Though the discovery of the older coins could lead the more imaginative
to conjure up the possibility of an unknown Chinese expedition to
the New World, an archeological report prepared by Richards and
San Angelo avocational archeologist Bill Yeates in 2005 concludes
the coins “were probably brought [to Chadbourne] during the ranching
period and had nothing to do with the time the fort was active.”
Not to mention not being remnants of a Colonial-era visit by Chinese.
Most likely, someone who passed through Fort
Chadbourne carried the coins as a curiosity. Who knows? The
Butterfield stage went to San Diego, CA. Maybe someone got them
there and, on his or her way back east, gave them to a kid who eventually
lost them.
Two early Spanish coins also are among the Fort Chadbourne artifact
collection. Well-worn, they too probably were lost from someone’s
pocket or purse. Turns out that silver Spanish coins were legal
tender in the U.S. until 1857.
A final set of anomalous artifacts found at the fort are six Republic
of Texas-era military buttons. Soldiers of that area are not
known to have been at the future site of the fort, but an early
1840s Indian-fighting expedition under Col. John Henry Moore that
traveled up the Colorado River could have stopped there for water.
After federal troops left the fort following Texas’ secession from
the Union, state militia and regular Confederate States of America
soldiers occupied the fort at various times. Some of them may have
been wearing uniforms with Republic of Texas surplus buttons.

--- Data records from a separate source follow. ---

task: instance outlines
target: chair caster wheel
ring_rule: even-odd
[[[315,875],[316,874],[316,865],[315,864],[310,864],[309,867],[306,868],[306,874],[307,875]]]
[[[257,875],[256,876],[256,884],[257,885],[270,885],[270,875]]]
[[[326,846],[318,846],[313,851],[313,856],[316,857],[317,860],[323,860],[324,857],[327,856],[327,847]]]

A third possibility, which based on a couple of letters found at
the Center for American History in Austin seems the most plausible
in the opinion of Richards and Yeates, is that a character by the
name of LeGrand Capers purchased the “Texas buttons” as he called
them for trade with the Indians. Capers, who is known to have spent
some time at Chadbourne,
traded with the Indians for skins and may have been a collector
of Indian attire.
As Richards and Yeates conclude, “Every artifact has a story. None
of them are really anomalous; we just do not know their story.”